Jérusalem est la ville bénie entre toutes, pour être un lieu saint au regard des trois religions monothéistes. Elle est maudite entre toutes pour exactement la même raison.

Notre actualité, à nous contemporains du 21ème siècle, nous abreuve des événements dramatiques du conflit israélo-palestinien, masquant les causes réelles du mal au profit du sensationnel. Sans omettre la responsabilité que nous occidentaux avons de la situation actuelle avec les trop fameux accords sikes-Picot en 1916, la déclaration Balfour en 1917 et la création d'un état d'Israël en Palestine en 1948, nous autres, qui avons fort heureusement abandonné toute velléité de croisade, ne pouvons que nous interroger sur la légitimité de l'un ou de l'autre des belligérants à revendiquer la Palestine comme terre d'accueil. Qu'elle fut promise ou conquise.

Les deux peuvent y prétendre mon général serait-on tenté de répondre après la lecture de cet ouvrage de Gilbert Sinoué, même si embrasser la réalité des fondements historiques du problème palestinien en quelques 350 pages serait aussi illusoire que présomptueux. Comptons toutefois sur le talent de Gilbert Sinoué, sa connaissance de cette région, de son histoire et sa géographie, son talent de conteur pour nous donner si ce n'est les clés du problème, en tout état cas une synthèse objective et le goût d'approfondir le sujet.

Pour parvenir à cette objectivité tellement malcommode à ambitionner, il a pris le parti de personnifier et faire parler celle qui depuis sa fondation a tout connu des turpitudes de l'homme quand il se met en butte à son semblable pour faire valoir ses prétentions. Celle-ci, c'est Jérusalem, siège des lieux saints pour toutes ces religions qui chacune revendique le monopole de la vrai foi, taxant les adeptes d'une autre confession d'infidèles.

Toutes trois religions prêchant la tolérance, relevant du même père fondateur : Abraham, vénérant chacune à sa façon le même dieu créateur, ont entre autres traits communs, moins recommandable ceux-là, de ne pas accepter le partage, de ne pas tolérer la contradiction. La ville des trois prophètes a connu tous les outrages, a toujours été l'objet d'incessantes convoitises, a vécu les invasions de tous les horizons au fil des âges, avec leurs lots de carnages. Y compris de la part les Croisés lancés au secours du tombeau du Christ par le bon pape Urbain II lors de son appel à la guerre sainte en 1095 à Clermont.

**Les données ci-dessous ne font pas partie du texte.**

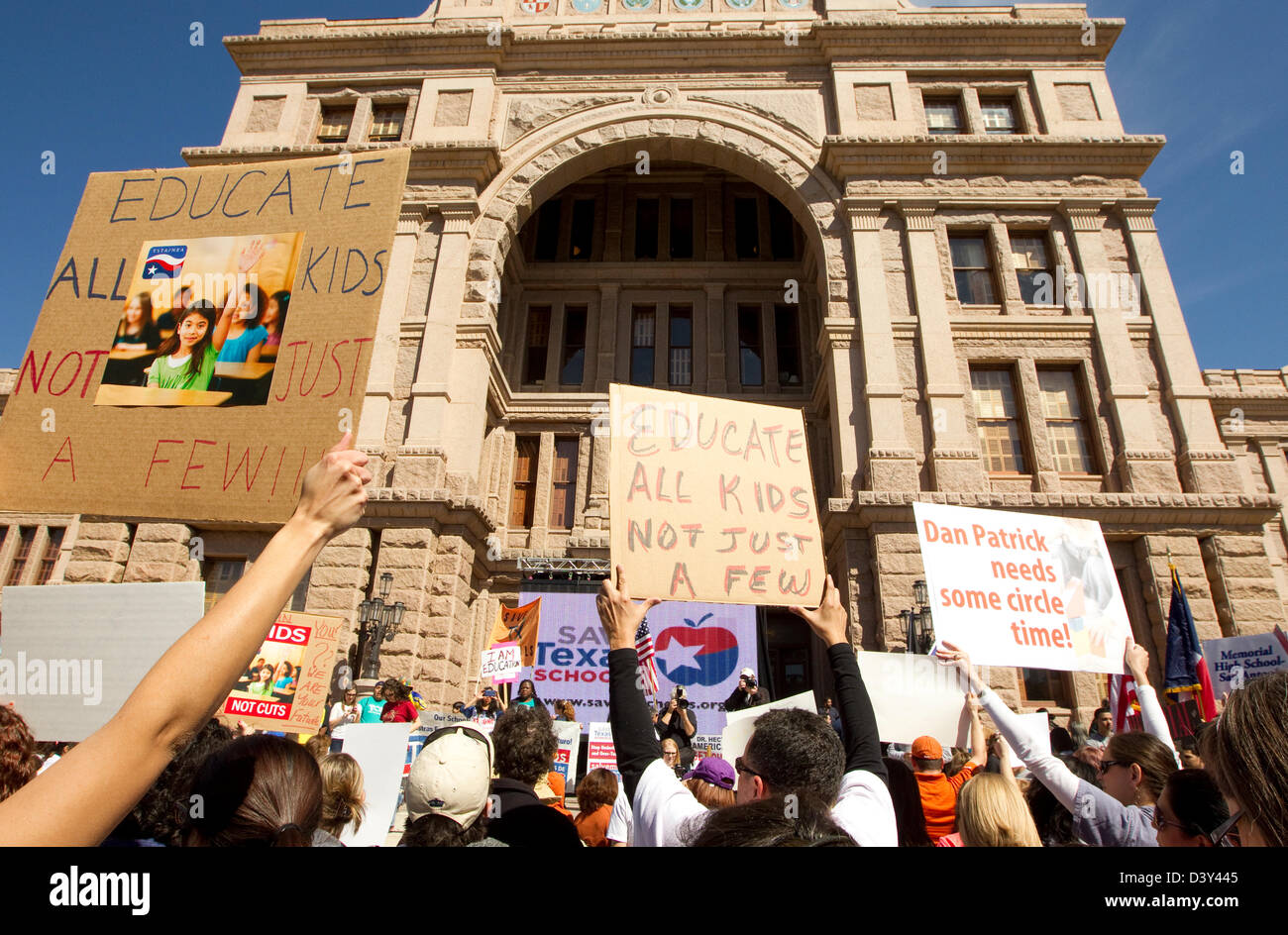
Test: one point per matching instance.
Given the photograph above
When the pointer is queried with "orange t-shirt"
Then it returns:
(939, 798)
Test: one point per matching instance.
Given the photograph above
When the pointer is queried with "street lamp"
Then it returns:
(378, 623)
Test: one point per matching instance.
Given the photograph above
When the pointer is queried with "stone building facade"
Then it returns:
(922, 227)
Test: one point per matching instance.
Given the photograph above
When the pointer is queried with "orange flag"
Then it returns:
(518, 625)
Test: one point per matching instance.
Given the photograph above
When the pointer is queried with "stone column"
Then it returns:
(890, 464)
(1205, 464)
(954, 456)
(426, 424)
(1142, 464)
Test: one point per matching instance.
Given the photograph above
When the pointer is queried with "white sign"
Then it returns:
(501, 664)
(915, 695)
(1235, 660)
(71, 655)
(1013, 588)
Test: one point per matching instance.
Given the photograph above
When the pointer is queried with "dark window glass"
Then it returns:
(575, 347)
(583, 230)
(645, 230)
(750, 355)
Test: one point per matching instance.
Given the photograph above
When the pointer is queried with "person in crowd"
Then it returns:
(344, 801)
(939, 791)
(595, 796)
(185, 360)
(711, 783)
(906, 796)
(992, 813)
(1133, 768)
(790, 751)
(1247, 753)
(374, 704)
(677, 721)
(795, 819)
(258, 789)
(1189, 810)
(526, 750)
(343, 714)
(274, 318)
(398, 706)
(99, 779)
(748, 693)
(137, 331)
(447, 789)
(18, 759)
(159, 818)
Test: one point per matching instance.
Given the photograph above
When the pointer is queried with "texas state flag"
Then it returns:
(163, 262)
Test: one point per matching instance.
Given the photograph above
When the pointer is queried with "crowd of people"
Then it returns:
(802, 780)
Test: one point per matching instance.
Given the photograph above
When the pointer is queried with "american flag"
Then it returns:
(644, 647)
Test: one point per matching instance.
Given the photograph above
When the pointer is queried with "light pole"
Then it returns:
(377, 622)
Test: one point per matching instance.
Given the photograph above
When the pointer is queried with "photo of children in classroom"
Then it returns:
(202, 322)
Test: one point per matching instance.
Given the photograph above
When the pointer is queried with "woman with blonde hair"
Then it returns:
(343, 797)
(992, 813)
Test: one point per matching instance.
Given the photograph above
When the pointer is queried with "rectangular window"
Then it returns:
(574, 364)
(537, 346)
(787, 338)
(943, 115)
(643, 340)
(782, 231)
(565, 484)
(682, 230)
(645, 230)
(583, 230)
(746, 227)
(386, 123)
(22, 554)
(681, 350)
(335, 124)
(971, 269)
(1033, 268)
(1067, 427)
(999, 420)
(548, 232)
(220, 577)
(750, 347)
(53, 549)
(999, 115)
(524, 496)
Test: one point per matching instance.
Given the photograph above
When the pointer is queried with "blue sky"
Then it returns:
(106, 94)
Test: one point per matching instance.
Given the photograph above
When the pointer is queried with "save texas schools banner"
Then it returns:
(205, 337)
(1013, 588)
(700, 647)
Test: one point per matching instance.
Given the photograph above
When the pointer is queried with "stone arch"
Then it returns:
(578, 147)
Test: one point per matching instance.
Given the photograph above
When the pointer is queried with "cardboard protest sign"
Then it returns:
(205, 338)
(1014, 588)
(1236, 660)
(69, 656)
(742, 724)
(712, 500)
(600, 750)
(518, 625)
(284, 685)
(914, 695)
(501, 664)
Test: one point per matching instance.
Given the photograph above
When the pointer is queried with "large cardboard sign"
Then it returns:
(1236, 660)
(284, 685)
(205, 338)
(1013, 588)
(712, 500)
(914, 695)
(700, 647)
(69, 656)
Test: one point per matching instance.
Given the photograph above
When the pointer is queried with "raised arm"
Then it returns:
(82, 797)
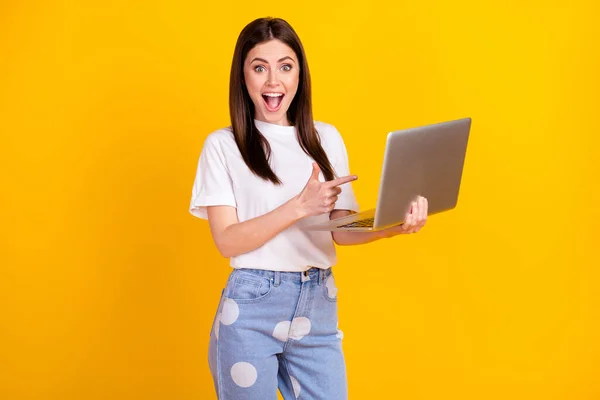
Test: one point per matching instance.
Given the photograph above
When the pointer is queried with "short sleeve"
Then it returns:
(212, 185)
(346, 199)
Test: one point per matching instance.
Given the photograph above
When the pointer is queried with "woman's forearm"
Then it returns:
(243, 237)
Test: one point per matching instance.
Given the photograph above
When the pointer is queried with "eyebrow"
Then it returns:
(266, 62)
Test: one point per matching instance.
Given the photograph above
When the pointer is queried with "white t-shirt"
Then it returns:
(223, 178)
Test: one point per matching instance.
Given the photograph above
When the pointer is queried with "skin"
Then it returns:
(272, 67)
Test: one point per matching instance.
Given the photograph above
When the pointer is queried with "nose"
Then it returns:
(271, 79)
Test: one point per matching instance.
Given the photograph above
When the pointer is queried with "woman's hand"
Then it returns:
(415, 218)
(319, 197)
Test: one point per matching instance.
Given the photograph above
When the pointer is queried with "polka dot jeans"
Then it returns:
(278, 330)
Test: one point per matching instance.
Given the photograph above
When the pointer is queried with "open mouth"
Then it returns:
(272, 101)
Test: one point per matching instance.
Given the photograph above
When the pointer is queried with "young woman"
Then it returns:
(257, 183)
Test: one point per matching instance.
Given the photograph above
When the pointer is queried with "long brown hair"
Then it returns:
(253, 146)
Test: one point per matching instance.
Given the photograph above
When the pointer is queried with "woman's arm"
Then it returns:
(414, 221)
(234, 238)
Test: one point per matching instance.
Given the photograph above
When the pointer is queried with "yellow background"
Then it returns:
(108, 286)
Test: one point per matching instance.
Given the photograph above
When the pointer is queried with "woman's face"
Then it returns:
(271, 73)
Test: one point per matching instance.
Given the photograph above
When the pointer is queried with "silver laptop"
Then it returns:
(426, 161)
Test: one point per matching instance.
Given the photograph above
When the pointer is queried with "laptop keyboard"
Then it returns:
(361, 223)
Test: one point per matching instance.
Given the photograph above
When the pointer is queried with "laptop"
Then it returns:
(425, 161)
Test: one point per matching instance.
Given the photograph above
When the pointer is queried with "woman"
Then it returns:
(257, 183)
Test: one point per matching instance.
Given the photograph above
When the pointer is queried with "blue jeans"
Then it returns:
(278, 330)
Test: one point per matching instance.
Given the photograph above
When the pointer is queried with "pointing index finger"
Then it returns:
(342, 180)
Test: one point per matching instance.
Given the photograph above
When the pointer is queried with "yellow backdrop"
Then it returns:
(108, 286)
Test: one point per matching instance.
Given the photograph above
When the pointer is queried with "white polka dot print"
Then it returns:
(295, 386)
(281, 331)
(331, 288)
(339, 334)
(230, 312)
(300, 327)
(243, 374)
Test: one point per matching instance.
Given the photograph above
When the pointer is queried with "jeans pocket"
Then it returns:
(245, 287)
(330, 289)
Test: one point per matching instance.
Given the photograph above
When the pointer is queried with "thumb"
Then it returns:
(316, 171)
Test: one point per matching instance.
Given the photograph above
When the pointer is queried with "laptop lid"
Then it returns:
(426, 161)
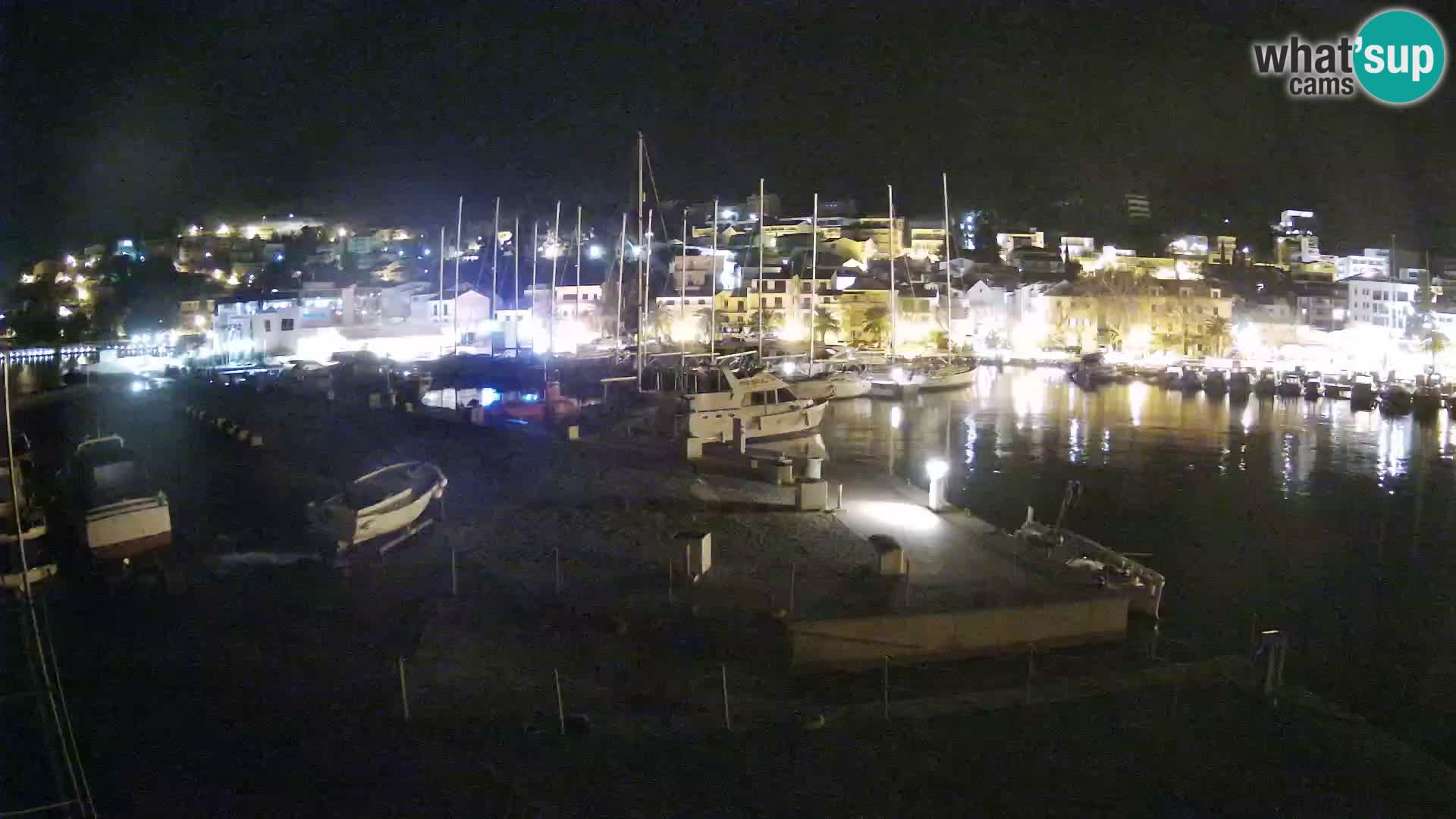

"Mais il était écrit que mon martyre ne connaîtrait pas de fin", fait dire Gilbert Sinoué à celle dont il a choisi de faire parler les pierres sans cesse érigées en monuments majestueux, vénérés puis bannis et détruits pour céder la place à d'autres, tout autant vénérés par les nouveaux occupants des lieux et tenants d'une autre foi.

1948, l'état d'Israël est créé, avec l'espoir insensé de la communauté internationale de voir les premiers occupants de ce Moyen-Orient tant convoité revenir vivre en harmonie avec ceux qui étaient restés sur place et avaient faite leur cette terre de tous les passages. Seulement voilà, non seulement il n'est pas question de reconnaître un état palestinien, mais en outre le nouvel état créé au lendemain de la seconde guerre mondiale ne cesse de grignoter l'espace vital de ceux qui ont fait de Jérusalem leur troisième lieux saint après La Mecque et Médine.

Et Jérusalem, sous la plume de Gilbert Sinoué de regretter que la ville des trois prophètes, Abraham, Jésus, Mohammad, ne sache être le siège de la coexistence pacifique. On perçoit bien toutefois dans les propos qu'il prête à la ville sainte entre toutes que l'objectivité est quelque peu écornée au sort qui est réservé aux Palestiniens. S'ils ne sont en effet pas les occupants primitifs de cette terre convoitée, ils ont gagné par leur amour ancestral pour celle-ci le droit de la partager à égalité de traitement avec ceux qui y reviennent après des siècles d'errance de par le monde. Car qui peut se revendiquer être propriétaire d'une terre au motif qu'il a adopté la religion de ses premiers occupants. Quand la politique se mêle de foi, la foi y perd son fondement dogmatique et donc sa crédibilité.

Très bel ouvrage qui se garde d'un avenir optimiste pour la sainte Jérusalem et la laisse se morfondre de tant de haine entre les hommes qui n'ont de cesse de lui déclarer leur amour.